Croissance économique canadienne (1971-2013)
Croissance économique canadienne (1971-2013)

Après une longue pause, me voici de retour. La campagne électorale canadienne est un parfait sujet de conversation.

Une question qui turlupine tout le monde et qui est au cœur des slogans politiques est de savoir quel parti politique a la meilleure politique économique. On peut toujours argumenter sans fin, mais essayons plutôt de regarder la chose objectivement en se basant sur les données historiques.
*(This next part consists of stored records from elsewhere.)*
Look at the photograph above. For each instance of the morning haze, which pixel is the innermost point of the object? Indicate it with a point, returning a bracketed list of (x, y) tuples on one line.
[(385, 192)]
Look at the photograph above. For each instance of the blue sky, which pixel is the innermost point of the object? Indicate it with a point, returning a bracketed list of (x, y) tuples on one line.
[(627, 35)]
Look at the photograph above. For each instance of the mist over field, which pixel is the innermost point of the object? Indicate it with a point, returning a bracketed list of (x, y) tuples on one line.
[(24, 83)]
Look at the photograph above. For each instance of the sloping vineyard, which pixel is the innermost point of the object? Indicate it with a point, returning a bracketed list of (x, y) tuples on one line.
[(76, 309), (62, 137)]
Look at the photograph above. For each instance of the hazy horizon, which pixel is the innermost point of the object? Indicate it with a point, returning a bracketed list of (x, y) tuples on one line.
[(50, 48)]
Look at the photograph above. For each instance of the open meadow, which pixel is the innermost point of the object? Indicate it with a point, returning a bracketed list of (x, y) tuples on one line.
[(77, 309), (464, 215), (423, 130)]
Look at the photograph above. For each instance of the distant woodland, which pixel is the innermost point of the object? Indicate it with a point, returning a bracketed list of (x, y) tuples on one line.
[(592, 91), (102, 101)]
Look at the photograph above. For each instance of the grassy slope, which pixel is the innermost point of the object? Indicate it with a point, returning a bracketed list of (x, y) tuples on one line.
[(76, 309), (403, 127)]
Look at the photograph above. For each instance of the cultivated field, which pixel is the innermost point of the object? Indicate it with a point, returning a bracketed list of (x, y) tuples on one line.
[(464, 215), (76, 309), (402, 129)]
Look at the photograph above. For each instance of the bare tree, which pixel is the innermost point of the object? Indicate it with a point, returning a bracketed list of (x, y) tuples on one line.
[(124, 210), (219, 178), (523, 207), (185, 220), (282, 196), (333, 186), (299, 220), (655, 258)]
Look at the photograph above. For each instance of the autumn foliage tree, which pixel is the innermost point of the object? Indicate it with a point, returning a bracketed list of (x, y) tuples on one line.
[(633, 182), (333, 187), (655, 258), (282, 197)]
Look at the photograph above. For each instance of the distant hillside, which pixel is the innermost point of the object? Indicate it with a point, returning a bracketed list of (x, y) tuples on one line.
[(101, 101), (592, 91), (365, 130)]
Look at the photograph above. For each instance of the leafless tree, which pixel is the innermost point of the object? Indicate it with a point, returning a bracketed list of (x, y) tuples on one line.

Afin de simplifier la discussion, l’unité de mesure de la performance économique que j’ai choisie est le taux de croissance économique corrigé par la parité au pouvoir d’achat et par personne tel qu’obtenu à partir des tables de l’OCDE pour la période 1971 à 2013 (voir graphique). J’ai divisé cet intervalle de temps en quatre périodes correspondant approximativement au règne des partis politiques : libéraux (1971-1984), conservateur (1985-1993), libéraux (1994-2005) et conservateur (2006-2013).

La première analyse, la plus simple possible, consiste à calculer simplement la moyenne des taux de croissance pour chaque période. Ce qui donne : libéraux 2,29±0,61%, conservateur 0,89±0,77%, libéraux 2,35±0,39% et conservateur 0,50±0,67%. L’incertitude correspond à l’écart-type divisé par la racine carrée du nombre d’années, sans correction pour la corrélation. À première vue, les libéraux font significativement mieux que les conservateurs. Il faut cependant éviter de sauter aux conclusions. En effet, l’économie fluctue de façon indépendante de la volonté des gouvernements. De plus, il y a un ralentissement séculaire de l’économique (0,44 %/décennie) qui fait que le dernier gouvernement tend à faire moins bien que les précédents. Il est à noter qui si cette tendance se maintient, la croissance économique sera négative en moyenne après 2030, ce qui ne semble préoccuper personne.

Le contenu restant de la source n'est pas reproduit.